"Well, I'll Be John Brown"

Real stories about folks who have blessed my life with the joy and fulfillment of laughter. Long may they live.

Location: Atlanta, Georgia, United States

A Southern Boy - Born In Alabama, Reared In Georgia, and Matriculated, Married & Initiated Into Manhood In Tennessee.

Tuesday, April 26, 2005

Would You Buy A Used Funeral Sermon From This Man?

Funerals and baptisms, and all kinds of church related stuff in our wonderful southern culture, are "happenings" to say the least.

I officiated a funeral once where one of the family members was so angry at the dearly departed that he asked me to simply read the euology that he had written for his family member. Like the big dummy that I am I agreed. "Without rehearsal," he demanded. The demon that had me in his clutches that day did not protest. I was simply along for the ride.

The sermon was handwritten on what looked like to be used pieces of notebook paper from way back in my elementary school days when the "Nifty" Trapper-Keeper was in style. I sensed that this "loving" tribute had been composed some time before the poor sinner in question had gone on to meet his maker. Nevertheless, I read it. Every word. Just as it had been written.
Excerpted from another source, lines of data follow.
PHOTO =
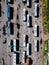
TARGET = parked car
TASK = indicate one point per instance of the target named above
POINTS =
(16, 45)
(10, 11)
(24, 57)
(25, 40)
(24, 1)
(36, 30)
(11, 45)
(29, 21)
(28, 3)
(28, 49)
(0, 10)
(36, 45)
(15, 58)
(4, 30)
(10, 1)
(36, 1)
(10, 28)
(36, 11)
(25, 12)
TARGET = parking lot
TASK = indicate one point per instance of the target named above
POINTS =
(24, 30)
When I got to the part about the deceased, "roasting like a pig over a hot flame somewhere beneath the hubs of hell," I decided right then and there that I would accept no remuneration for this one. After the closing prayer, no one offered to bake me a pie or even take me down to the Pig n' Jig for a barbecue sandwich. Every since that day, whenever there is a potluck dinner on the grounds at church, I have this same man who wrote the now infamous, "funeral from hell," to sample any food brought to me by courier - the local general store having mysteriously sold out of rat poison the day after this monumental occasion.

A friend of mine was approached by a family in his congregation asking for him to baptize their youngest daughter. This young lady, in her early teens, was severely mentally retarded. My friend said that it was his belief based on what the Good Book says that this girl did not need to be baptized. Her family disagreed and pressed the issue. My friend finally relented.

He donned the waders and headed into the cold baptistry waters as the deacon lead the congregation in, "Oh Happy Day." There were two long flights of stairs (about twenty steps each) leading down into the baptistry waters from each side. Once my friend made it down into the water from his side, he looked up and saw the young lady at the top of the other flight of stairs. As the deacon and congregation were finishing the song my friend quickly moved through the water to the side where the young lady was. His aim was to hold her hand and help her down into the water.

Before my preacher buddy could reach the other side, the young lady - evidently moved by some unclean spirit - let out an ecstatic utterance of some unknown kind and proceeded to do a perfect swan dive from the top step right into the middle of the baptistry and direcly on top of my dumbfounded and drowning preacher friend.

They said the water from that dive flew out the front of the baptistry and drenched the poor deacon songleader from head to foot. The congregation was still laughing the next Sunday when they took up at the building again for morning services.

Who says a preacher don't earn his keep?

For those who do darken the door of their local church building or other place of worship more than once right at the end of it all, here's a little ditty that you might want to keep in your front pocket just in case. If your preacher ever gets stuck in a longwinded rut and you feel anointed or moved by some higher force to help him recover from it, simply suggest that on the next Sunday he might consider preaching the world's shortest sermon.

Which is...

"Turn or burn, while we stand and sing!!!!!!!"